Saturday marks the third time I’ve seen the Trans-Siberian Orchestra and I still can’t get over the fact that it exists.
That the guys from Savatage can get 30,000 people (give or take) into the Consol Energy Center for a heavy metal Christmas show is a holiday miracle in itself.
I don’t know about anyone else, but it’s hard to sit there without feeling a little embarrassed by the circus-style spectacle complete with a Gothic cathedral backdrop, massive light show, lasers, pyro, fog, hot female singers in spandex and musicians who whip their hair back and forth and make wildly exaggerated gestures with virtually every note.
The embarrassing thing is that it’s all pretty entertaining, especially if you’re sitting there with a wide-eyed kid.
TSO is so popular and the holiday window is so tight, there are East Coast and West Coast versions of the ensemble. This one sported the dueling guitars from Savatage’s Chris Caffery and Night Ranger’s Joel Hoekstra and impressive keyboard work from Derek Weiland, who gets to play everything from hard rock to Peanuts to Beethoven.
There was also a local string section, who must be amazed to be sitting so close to flashpots, a cast of eight singers, including Broadway star Rob Evan, and narrator Bryan Hicks, who surely will be booked someday to be the voice of God. Creator/producer Paul O’Neill made a pair of cameo appearances on guitar.
TSO did two shows Saturday on a second straight tour performing “The Lost Christmas Eve,” this time for the last time, so they say. The 2004 rock opera about a Scrooge-y businessman who learns the value of Christmas works in such pieces as the TSO’s bombastic Christmas classic “Wizards in Winter” (which everyone has heard on a commercial), “Wish Liszt” (a re-working of Liszt’s “Hungarian Rhapsody No. 2”) and “Christmas Canon Rock,” which re-works Pachelbel’s Canon in D.
It went on a bit long and there was at least one too many gravelly-voiced lead vocals from the guys, but it held your interest thanks to the stage dazzle.
The second half was a fun free-for-all with “The Mountain,” a pounding gothic piece from “Night Castle” (with amazing dragon video on top of the stage castle) and the fiery devilry of “Carmina Burana,” which might be the furthest thing from a Christmas carol.

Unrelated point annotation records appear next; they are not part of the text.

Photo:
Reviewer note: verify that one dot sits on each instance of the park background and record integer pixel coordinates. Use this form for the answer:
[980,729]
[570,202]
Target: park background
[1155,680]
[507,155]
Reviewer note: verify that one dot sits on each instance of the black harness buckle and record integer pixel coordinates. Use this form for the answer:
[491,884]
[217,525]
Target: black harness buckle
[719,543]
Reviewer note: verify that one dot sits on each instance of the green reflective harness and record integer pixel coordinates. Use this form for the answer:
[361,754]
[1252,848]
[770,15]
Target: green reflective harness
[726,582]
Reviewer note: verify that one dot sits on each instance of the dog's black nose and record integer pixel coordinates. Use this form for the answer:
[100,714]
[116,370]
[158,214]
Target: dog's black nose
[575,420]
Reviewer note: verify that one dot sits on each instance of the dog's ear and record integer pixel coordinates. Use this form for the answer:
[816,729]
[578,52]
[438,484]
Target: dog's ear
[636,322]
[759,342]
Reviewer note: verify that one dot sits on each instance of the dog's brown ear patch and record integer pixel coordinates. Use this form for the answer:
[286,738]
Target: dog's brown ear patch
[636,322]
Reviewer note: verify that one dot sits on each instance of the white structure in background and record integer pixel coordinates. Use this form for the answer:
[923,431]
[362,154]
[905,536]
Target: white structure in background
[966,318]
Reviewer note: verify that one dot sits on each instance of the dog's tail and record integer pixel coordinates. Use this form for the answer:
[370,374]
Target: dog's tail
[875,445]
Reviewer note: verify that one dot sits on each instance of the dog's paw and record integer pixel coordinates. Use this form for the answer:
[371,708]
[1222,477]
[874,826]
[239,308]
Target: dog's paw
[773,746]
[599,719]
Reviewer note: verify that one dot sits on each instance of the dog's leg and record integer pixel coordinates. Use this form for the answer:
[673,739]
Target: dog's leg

After a Beethoven medley, it came to a holiday climax with “Christmas Eve (Sarajevo 12/24)” which turns “Carol of the Bells” into something more like “Carol of the (Hell’s) Bells.” If you live in the Hill District or anywhere near the Consol, you might have felt a power surge during that one, because the TSO was using every available watt.
You might have to check whatever shred you have of good taste at the door, but if you can do that, TSO is a blast.